Чтение онлайн

ЖАНРЫ

Шрифт:

Понюхала, закрыла холодильник.

— Нет, запах не холодный, а летний.

— Какой?

— Как летом, когда тепло и хорошо. А почему ты в черном???

— Потому что запах, — говорю.

Она сама прошла в комнату, без приглашения. В одной руке соль, в другой кофе.

— Отсюда идет. Какой приятный!

— Да, — говорю, — приятный, действительно.

— Это от цветов, — говорит.

— Нет, не от цветов. От цветов зимний запах. Да и у меня нет цветов — разве не видишь пустые вазы?

— А еще от чего может быть? — удивилась, уходя.

— Действительно, — согласилась с ней, — от чего может быть еще … — и поспешила вслед, а дверь оставила открытой, чтобы благоухание благоухало для всех.

* * *

Оборачиваются. У женщин на головах не платки, а мужские сапоги с навозом на подошвах — и запах. Еще они посмотрели на меня, я испугалась; не знаю, от кого убегаю, куда бегу. Прибежала ночью. Во мраке зажегся огонек, потом пропал, опять зажегся, исчез, появились два огонька, потухли, опять загорелись… А, это фары и дорога горками! Проехал мимо лысый мужик на машине. Я его не знаю, но мне сказали, что это Иван Антонович. Нет, задний ход, вернулся. Я сажусь к нему в машину, въезжаем внутрь церкви. Через окна сияет солнце — в его лучах воздух, как пшенная каша; молящиеся крестятся; каша над ними шипит и брызгает, словно на огне. Выходит священник с золотым крестом, тут из-под колеса курица — перья разлетаются фейерверком; еще вижу, как от креста золотые зайчики мечутся по стенам. Появляется очень толстая и высокая баба, прикладывается к иконам на стене — все лампады по очереди у нее на меховой шапке; звенят, позвякивают медные кольца на цепях, но масло не вылилось никому на головы, и… вот — за стеной сигналят без умолку, с остервенением подхватили собаки. Выбегаю из церкви — неизвестно откуда взялся Иванов и схватил меня за руку, другой — держит какого-то мальчика… Не обращая внимания на сливающиеся воедино тревожные гудки автомобилей, шатаясь, перебирался через дорогу пьяный; при этом он держал руки в карманах и курил на ходу сигарету. Иванов закричал, позвал его:

— Эдик! Эдик!..

* * *

И я не расспрашивал ее ни о чем, и губами видел в темноте, как Фрося закрыла глаза и улыбается, проводил руками по ней — над нею, не касаясь ее. И только раз она проговорилась:

— Они хотели меня изнасиловать, но я молилась, и у них ничего не получалось, и, может, поэтому было очень страшно, еще страшнее…

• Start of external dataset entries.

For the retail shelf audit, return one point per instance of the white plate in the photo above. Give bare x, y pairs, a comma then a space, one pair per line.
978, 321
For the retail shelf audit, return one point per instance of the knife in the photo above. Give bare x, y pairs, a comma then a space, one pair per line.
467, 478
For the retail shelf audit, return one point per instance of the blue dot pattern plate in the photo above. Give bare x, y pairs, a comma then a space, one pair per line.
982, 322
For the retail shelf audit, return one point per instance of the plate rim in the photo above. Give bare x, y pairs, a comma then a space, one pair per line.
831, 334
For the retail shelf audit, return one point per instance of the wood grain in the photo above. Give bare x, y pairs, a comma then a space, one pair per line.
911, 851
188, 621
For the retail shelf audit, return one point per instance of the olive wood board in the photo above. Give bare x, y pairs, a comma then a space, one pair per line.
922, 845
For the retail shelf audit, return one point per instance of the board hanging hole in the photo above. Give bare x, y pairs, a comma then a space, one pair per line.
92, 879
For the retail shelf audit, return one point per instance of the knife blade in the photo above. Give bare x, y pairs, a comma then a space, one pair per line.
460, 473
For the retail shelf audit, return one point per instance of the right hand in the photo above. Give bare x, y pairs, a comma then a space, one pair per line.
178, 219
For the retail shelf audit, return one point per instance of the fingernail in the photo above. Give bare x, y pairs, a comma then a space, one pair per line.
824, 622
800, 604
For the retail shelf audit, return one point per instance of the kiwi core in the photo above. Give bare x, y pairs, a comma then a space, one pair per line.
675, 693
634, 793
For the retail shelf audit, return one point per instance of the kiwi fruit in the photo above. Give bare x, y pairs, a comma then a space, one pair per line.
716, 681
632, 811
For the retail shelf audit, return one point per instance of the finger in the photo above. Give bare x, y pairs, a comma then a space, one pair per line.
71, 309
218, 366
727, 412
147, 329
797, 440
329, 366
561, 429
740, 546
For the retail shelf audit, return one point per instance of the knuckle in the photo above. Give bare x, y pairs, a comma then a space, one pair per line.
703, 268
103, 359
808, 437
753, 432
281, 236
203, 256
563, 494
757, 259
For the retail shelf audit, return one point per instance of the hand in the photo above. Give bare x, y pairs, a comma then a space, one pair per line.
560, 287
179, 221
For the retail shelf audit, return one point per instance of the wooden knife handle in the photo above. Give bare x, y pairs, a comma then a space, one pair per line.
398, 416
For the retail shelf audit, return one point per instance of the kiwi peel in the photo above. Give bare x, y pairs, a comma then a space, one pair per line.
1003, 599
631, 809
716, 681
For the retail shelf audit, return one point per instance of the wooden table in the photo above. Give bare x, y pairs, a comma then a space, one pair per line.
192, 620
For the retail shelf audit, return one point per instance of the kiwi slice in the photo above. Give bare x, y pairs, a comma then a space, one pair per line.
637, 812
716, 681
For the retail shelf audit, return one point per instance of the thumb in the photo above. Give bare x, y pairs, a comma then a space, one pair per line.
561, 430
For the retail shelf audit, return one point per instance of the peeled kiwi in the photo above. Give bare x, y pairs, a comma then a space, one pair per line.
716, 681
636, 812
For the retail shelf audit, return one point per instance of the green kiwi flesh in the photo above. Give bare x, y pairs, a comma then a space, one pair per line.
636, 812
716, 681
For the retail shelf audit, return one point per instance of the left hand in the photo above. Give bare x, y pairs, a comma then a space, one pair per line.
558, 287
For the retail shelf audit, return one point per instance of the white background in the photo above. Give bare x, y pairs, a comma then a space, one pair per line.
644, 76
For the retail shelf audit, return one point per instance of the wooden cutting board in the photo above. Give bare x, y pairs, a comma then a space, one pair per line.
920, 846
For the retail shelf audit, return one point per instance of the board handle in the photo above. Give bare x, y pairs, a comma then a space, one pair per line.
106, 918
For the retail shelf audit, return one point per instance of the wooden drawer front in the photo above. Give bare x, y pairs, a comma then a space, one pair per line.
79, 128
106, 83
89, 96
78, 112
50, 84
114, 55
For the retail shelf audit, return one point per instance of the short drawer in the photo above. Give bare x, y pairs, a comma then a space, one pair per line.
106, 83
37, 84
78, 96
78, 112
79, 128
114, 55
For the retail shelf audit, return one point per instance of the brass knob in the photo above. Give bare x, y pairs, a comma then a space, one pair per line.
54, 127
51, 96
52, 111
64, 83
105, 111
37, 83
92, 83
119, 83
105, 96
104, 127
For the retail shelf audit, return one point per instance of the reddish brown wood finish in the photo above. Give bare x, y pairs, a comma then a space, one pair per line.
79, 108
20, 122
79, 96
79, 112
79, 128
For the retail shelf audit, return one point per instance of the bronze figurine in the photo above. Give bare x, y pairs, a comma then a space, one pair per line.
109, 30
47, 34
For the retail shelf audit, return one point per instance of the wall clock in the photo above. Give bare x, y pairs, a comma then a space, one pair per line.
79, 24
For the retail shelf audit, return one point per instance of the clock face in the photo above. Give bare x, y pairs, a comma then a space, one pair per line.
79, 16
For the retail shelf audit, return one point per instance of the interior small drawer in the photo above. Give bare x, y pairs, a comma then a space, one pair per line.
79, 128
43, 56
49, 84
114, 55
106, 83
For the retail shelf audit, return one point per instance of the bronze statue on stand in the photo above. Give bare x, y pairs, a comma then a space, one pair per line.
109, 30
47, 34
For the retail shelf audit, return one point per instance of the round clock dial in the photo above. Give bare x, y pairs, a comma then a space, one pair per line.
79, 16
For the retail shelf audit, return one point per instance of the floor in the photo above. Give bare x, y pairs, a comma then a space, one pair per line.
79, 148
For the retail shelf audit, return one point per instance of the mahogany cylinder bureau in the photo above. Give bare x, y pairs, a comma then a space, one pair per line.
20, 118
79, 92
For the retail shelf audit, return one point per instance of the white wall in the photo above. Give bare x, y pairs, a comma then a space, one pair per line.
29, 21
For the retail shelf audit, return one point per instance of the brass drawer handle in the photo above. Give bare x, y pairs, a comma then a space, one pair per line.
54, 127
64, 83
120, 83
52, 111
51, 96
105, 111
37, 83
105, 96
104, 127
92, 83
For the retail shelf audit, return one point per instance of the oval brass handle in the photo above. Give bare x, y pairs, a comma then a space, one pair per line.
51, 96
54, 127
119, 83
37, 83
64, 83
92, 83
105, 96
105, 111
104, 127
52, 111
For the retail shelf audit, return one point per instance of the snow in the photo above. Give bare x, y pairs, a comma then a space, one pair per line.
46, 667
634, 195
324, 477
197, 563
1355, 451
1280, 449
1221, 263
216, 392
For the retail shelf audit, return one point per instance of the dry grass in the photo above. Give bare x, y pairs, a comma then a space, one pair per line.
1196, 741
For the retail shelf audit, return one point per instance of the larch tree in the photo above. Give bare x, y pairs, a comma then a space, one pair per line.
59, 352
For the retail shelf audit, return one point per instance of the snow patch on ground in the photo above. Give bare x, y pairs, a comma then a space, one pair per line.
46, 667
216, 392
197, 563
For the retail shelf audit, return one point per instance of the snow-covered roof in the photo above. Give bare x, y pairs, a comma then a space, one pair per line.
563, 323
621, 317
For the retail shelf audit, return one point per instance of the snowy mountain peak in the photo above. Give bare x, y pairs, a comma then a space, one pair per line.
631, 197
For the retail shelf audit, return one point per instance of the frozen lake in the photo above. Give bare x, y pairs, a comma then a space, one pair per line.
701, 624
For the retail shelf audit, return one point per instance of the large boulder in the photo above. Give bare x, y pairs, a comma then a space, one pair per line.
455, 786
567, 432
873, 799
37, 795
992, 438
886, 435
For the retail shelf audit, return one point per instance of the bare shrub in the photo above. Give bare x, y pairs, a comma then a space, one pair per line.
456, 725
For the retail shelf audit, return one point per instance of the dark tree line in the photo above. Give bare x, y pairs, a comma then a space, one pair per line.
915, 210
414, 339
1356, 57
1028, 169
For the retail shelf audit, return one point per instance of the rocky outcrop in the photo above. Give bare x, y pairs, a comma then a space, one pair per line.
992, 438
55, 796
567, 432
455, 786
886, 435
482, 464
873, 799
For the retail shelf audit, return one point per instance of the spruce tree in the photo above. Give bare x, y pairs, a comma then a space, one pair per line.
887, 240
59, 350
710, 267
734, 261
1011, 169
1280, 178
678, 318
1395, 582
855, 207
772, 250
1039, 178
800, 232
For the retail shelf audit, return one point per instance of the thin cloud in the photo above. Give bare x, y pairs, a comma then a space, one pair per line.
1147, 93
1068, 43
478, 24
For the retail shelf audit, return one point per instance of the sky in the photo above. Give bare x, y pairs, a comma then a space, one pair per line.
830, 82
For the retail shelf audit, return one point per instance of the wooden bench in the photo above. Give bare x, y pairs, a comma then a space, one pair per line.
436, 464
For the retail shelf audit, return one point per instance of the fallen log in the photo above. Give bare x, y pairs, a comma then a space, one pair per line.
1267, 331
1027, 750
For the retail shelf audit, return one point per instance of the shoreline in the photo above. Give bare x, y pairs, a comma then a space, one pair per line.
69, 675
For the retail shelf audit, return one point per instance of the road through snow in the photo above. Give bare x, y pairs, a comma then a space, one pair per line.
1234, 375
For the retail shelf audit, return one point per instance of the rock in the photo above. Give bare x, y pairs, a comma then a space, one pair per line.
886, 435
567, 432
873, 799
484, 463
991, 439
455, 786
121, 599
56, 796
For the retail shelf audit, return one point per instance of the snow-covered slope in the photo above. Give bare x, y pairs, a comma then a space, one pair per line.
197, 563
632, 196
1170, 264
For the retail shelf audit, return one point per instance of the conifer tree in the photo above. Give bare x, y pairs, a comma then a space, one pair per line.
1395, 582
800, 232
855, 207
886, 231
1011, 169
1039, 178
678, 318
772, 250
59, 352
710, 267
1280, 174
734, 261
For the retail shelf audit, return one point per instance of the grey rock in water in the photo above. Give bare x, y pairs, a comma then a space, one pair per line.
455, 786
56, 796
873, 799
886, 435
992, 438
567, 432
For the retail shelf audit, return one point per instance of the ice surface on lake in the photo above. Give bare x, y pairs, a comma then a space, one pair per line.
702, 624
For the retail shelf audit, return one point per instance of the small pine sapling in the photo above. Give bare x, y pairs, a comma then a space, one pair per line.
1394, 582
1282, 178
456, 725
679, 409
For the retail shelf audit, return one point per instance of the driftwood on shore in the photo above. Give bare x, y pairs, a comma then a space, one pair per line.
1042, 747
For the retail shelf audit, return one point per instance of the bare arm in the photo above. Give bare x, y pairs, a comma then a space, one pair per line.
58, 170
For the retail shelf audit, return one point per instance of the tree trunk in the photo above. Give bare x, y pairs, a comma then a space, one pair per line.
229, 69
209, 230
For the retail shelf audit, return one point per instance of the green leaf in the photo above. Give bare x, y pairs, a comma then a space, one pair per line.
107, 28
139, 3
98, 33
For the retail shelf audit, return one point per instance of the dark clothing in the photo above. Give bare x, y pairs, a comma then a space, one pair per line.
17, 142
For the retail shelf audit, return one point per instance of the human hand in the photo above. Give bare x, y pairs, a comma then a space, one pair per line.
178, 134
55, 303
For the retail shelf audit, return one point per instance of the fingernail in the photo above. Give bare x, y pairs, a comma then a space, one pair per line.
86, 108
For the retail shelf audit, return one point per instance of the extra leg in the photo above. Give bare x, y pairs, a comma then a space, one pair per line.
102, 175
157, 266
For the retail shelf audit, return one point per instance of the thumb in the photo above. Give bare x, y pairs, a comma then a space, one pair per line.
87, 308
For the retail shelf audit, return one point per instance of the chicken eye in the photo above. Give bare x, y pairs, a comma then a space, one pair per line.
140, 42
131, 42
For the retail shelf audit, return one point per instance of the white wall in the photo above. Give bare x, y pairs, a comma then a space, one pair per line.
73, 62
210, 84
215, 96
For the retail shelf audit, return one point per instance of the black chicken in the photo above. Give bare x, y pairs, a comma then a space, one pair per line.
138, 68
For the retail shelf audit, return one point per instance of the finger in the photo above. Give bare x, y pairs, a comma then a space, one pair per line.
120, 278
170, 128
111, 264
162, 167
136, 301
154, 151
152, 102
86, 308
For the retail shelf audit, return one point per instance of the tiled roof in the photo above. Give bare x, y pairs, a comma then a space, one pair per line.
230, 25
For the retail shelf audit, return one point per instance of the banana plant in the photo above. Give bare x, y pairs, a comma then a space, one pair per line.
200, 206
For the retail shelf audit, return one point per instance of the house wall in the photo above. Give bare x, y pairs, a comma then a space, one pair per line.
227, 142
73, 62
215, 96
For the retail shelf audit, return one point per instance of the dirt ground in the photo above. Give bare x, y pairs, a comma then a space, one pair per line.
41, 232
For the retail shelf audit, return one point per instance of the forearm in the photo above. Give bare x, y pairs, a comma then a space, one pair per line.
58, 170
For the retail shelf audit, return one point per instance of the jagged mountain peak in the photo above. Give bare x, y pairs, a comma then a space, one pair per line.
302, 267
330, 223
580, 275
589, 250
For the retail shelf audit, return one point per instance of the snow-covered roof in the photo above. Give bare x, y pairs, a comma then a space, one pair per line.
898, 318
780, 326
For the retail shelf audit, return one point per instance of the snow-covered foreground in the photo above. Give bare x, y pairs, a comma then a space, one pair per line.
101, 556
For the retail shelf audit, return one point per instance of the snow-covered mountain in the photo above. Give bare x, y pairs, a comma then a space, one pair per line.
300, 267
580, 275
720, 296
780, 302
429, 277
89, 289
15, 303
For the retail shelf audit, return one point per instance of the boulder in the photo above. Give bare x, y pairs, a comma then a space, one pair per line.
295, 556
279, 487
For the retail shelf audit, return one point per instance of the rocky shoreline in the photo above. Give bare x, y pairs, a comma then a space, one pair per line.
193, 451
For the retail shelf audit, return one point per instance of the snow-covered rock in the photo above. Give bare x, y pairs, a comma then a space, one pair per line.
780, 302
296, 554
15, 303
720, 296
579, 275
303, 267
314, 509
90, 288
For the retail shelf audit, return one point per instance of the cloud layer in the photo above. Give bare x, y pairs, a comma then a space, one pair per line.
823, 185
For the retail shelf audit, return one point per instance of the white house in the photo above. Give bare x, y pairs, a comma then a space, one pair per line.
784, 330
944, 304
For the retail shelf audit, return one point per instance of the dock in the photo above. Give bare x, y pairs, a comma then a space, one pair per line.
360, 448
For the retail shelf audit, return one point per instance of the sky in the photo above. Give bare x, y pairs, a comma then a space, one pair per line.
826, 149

А я молчал, только обнимал ее, по-прежнему обнимал, и уже руки над ней, в воздухе, сделались тяжелые, будто чугунные; вдруг Фрося спросила:

— Умерла ли моя мама?

Я молчал, но почувствовал, как Фрося открыла глаза, и тогда сказал:

— Да!

И она замолчала, надолго замолчала, и лежала с открытыми глазами, не мигая, и уже мои руки перестали быть крылатыми, они опустились на нее, и Фрося сказала:

— Какие они тяжелые, раньше не замечала.

И — вот — полилось со второго этажа, словно камешки застучали по решетке, как несколько дней назад, и я осознал, остро почувствовал бездну времени, будто прошли годы, и от этого ощущения стало жутко, и сейчас я понял Фросю после того, как ее били по ребрам…

— Ты не хочешь со мной, — решила она, — потому что думаешь, что меня изнасиловали. Нет, — прошептала, — у них ничего не получалось, не получилось — поэтому и били по ребрам.

А я сказал:

— Ничего я не думаю, это не может иметь, не имеет никакого значения: так или этак.

— Для мужчины имеет, — заявила она. — Для вас все имеет значение. И ты еще, может, боишься заразиться чем-нибудь. Ведь правда, да?

— Да, — тогда сказал я, чтобы отвязалась.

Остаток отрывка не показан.